08-Tidak Ada Pilihan
Ho Chi Minh adalah seorang laki-laki yang masih bujangan, seorang guru agama, umur sekitar 26 tahun. Tubuh tipis dengan tinggi 165 cm, kulit putih dan rambut hitam lurus.
Wajah oriental dengan tahi lalat di atas bibirnya. Kata kawannya sih, tahi lalat itu pertanda bahwa dia pintar. Mungkin juga ada benarnya, karena selama sekolah dulu dia tidak pernah bergeser dari tiga besar, lebih banyaknya di juara satu.
Ho Chi Minh terpana ketika memasuki ruangan administrasi kantor Yayasan. Di sebuah kursi di sudut ruangan sedang duduk seorang dewi malam, eh bukan, tetapi lebih tepat seorang Dewi pagi. Karena dewinya begitu cantik dan masih sangat muda.
Busyet, kok ada wanita secantik ini di sini, ya? Apakah tamu seperti saya atau pekerja di sini? Lalu pekerja yang lama ke mana? Kata Ho Chi Minh dalam hatinya.
"Selamat pagi Nyonya, eh Nona," kata Ho Chi Minh sengaja menggoda. "Maaf. Apakah situ tamu seperti gue atau pegawai di sini?"

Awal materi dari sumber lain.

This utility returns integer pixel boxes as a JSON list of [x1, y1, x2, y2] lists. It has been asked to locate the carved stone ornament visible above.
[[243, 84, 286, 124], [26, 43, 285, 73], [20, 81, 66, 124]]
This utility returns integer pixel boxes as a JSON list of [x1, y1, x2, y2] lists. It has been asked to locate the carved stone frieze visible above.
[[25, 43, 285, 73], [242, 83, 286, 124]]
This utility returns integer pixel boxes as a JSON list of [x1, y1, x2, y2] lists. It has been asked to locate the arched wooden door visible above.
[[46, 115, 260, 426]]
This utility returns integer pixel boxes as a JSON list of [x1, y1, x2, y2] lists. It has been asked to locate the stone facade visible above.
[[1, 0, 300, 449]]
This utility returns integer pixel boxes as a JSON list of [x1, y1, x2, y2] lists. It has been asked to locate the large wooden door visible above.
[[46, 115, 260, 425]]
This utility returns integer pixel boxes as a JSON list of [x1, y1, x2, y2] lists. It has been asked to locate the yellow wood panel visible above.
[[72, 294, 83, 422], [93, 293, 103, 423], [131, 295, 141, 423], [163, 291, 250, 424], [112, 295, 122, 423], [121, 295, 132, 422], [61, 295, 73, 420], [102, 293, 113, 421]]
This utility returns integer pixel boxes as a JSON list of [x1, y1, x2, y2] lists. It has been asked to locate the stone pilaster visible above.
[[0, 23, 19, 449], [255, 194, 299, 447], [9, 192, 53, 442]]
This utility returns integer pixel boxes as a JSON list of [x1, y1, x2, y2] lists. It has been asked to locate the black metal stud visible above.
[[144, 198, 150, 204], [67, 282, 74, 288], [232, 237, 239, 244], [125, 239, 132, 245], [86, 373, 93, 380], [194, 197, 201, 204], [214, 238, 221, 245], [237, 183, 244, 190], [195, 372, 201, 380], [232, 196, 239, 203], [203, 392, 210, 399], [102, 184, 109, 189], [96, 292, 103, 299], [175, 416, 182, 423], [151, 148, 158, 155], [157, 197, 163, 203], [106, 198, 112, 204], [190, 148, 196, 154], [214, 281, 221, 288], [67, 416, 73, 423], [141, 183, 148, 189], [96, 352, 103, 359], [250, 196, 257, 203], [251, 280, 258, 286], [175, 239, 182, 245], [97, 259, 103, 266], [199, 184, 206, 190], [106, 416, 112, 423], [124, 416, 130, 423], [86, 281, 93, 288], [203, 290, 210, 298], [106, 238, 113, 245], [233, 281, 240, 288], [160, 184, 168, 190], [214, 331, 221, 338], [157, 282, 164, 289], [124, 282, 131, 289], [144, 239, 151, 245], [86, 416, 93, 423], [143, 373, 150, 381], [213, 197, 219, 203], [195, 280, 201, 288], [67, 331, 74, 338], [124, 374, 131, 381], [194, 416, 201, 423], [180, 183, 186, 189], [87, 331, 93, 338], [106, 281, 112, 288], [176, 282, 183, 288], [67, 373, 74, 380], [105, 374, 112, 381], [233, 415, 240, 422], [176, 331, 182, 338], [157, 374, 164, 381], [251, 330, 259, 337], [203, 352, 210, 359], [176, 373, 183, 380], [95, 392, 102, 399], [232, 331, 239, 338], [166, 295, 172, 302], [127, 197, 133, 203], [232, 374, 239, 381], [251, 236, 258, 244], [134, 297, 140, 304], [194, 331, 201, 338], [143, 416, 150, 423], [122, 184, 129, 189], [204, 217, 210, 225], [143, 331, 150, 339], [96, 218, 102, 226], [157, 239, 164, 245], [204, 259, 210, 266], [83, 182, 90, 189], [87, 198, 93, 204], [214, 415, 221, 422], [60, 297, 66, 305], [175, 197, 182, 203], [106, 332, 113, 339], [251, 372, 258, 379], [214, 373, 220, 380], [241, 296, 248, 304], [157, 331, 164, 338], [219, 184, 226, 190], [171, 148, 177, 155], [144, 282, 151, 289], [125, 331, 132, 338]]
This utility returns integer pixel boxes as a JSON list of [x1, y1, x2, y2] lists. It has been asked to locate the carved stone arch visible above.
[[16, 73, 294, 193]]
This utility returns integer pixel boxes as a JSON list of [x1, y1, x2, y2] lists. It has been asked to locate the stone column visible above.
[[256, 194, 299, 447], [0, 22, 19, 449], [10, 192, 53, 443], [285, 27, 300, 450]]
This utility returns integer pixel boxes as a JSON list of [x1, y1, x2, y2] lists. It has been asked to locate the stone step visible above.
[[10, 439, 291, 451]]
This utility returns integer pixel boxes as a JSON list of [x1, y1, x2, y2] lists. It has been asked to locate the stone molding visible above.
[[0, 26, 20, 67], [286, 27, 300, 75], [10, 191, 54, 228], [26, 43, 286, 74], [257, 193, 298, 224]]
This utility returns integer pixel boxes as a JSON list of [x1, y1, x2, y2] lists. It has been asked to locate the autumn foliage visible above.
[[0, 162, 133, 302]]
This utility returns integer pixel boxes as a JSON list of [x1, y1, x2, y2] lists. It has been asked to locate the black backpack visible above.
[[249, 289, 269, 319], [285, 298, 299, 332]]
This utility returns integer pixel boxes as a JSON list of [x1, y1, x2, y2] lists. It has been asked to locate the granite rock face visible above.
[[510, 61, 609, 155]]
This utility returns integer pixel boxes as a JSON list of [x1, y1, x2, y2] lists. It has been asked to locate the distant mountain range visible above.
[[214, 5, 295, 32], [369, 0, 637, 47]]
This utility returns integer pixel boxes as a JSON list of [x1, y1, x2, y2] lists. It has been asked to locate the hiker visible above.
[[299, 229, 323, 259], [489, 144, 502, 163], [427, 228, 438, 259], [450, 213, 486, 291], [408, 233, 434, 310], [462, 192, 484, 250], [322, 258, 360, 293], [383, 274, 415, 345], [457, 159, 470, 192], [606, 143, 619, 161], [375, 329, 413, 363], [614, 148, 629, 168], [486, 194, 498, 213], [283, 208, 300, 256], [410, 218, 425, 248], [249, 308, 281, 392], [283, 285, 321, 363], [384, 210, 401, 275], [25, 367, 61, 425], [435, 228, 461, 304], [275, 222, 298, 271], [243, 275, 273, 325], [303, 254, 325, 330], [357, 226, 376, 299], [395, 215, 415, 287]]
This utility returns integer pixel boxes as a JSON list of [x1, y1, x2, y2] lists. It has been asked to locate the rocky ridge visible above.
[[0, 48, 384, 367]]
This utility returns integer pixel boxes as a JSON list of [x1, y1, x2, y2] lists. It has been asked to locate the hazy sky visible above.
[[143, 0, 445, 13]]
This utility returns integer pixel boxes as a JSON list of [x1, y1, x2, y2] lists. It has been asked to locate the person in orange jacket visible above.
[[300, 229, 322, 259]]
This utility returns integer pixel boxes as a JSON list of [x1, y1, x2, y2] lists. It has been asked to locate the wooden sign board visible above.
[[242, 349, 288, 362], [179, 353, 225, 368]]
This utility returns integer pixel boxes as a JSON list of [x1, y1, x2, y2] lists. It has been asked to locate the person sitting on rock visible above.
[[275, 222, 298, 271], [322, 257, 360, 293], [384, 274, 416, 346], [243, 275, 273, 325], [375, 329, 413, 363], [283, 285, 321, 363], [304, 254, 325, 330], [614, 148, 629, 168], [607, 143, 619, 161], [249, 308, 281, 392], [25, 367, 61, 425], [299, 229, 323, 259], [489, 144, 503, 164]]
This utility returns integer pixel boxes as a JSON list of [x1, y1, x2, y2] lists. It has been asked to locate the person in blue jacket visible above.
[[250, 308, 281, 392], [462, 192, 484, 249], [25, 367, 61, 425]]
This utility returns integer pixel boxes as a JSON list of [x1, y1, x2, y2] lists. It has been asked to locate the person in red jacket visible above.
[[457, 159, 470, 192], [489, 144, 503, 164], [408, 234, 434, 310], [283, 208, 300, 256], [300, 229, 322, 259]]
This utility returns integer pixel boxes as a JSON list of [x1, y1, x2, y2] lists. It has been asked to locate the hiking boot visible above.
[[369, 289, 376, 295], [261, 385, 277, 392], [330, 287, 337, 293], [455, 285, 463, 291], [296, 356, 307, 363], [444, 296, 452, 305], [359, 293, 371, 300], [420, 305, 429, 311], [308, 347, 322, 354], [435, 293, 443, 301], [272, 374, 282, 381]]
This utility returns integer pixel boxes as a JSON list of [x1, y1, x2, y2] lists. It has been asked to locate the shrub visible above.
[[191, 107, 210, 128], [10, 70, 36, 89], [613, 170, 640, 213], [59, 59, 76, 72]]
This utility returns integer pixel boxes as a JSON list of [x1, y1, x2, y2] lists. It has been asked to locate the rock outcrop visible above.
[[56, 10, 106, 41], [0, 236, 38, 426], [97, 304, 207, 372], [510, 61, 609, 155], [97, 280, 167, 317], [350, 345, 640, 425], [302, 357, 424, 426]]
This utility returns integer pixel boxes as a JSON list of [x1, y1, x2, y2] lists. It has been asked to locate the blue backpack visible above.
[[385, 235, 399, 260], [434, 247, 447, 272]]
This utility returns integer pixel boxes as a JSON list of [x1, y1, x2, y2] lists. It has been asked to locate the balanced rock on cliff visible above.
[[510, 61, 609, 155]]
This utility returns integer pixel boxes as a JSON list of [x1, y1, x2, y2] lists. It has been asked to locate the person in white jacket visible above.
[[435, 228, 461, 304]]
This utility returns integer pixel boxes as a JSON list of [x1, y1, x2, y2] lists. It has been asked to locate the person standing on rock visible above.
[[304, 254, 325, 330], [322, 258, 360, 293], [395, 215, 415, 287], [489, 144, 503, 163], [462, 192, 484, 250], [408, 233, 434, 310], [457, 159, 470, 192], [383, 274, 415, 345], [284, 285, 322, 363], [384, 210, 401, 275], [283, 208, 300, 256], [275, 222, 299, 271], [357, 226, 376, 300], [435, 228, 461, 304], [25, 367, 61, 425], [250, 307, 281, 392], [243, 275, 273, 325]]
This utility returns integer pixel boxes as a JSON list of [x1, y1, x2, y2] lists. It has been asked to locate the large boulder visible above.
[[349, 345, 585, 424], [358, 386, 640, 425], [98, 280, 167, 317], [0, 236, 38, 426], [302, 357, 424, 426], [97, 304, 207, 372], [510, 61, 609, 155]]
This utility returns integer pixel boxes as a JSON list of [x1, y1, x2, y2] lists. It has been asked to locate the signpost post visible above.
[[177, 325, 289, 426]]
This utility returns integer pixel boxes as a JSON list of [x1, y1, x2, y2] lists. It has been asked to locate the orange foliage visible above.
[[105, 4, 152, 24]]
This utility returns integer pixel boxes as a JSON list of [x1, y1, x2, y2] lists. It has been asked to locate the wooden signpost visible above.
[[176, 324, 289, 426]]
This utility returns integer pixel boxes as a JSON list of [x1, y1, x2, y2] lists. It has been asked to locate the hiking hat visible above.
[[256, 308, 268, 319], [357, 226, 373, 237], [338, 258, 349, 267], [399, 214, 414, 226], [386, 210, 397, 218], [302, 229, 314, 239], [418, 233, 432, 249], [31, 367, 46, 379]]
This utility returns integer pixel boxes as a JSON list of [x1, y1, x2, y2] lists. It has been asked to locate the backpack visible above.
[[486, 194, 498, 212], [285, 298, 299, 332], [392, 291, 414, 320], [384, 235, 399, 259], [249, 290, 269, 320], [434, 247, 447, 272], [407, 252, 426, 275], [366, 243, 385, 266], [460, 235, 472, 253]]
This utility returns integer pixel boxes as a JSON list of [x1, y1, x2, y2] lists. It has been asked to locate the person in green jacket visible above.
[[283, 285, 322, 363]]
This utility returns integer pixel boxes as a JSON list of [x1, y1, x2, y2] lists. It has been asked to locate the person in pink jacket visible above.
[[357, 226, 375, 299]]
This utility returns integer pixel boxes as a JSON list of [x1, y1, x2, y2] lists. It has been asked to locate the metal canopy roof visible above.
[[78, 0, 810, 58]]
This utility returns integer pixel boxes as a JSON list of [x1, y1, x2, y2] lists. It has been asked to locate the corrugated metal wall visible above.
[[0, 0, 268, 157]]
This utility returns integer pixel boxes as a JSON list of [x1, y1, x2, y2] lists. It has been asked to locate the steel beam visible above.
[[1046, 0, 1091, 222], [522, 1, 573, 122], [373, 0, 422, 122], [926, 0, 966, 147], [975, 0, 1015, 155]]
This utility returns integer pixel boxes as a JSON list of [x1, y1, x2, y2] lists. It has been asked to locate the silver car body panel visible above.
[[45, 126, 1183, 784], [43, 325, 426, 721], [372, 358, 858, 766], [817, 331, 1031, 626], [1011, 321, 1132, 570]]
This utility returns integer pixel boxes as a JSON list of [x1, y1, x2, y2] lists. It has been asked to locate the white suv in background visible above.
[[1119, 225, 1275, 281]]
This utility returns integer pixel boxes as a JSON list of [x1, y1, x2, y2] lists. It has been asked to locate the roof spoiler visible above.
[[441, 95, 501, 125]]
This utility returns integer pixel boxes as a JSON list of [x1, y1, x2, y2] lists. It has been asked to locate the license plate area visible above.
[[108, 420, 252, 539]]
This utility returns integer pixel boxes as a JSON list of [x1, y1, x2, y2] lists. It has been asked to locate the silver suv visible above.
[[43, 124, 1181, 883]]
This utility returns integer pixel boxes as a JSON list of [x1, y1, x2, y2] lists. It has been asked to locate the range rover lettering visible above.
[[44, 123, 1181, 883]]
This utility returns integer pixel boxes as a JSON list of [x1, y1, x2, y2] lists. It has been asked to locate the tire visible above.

"Di sini tidak ada nyonya besar dan nama gue bukan Situ," sahut gadis itu ketus.
Waduh, pikir Ho Chi Minh . Galaknya juga nih cewek.
"Aduh, maaf. Gue tidak tahu kalau situ galak amat."
"Nama gue bukan Situ," kata gadis itu kembali mengingatkan. Dia tidak suka dengan laki-laki yang mentang-mentang ganteng tetapi usil dengan wanita yang baru saja ditemuinya seperti ini.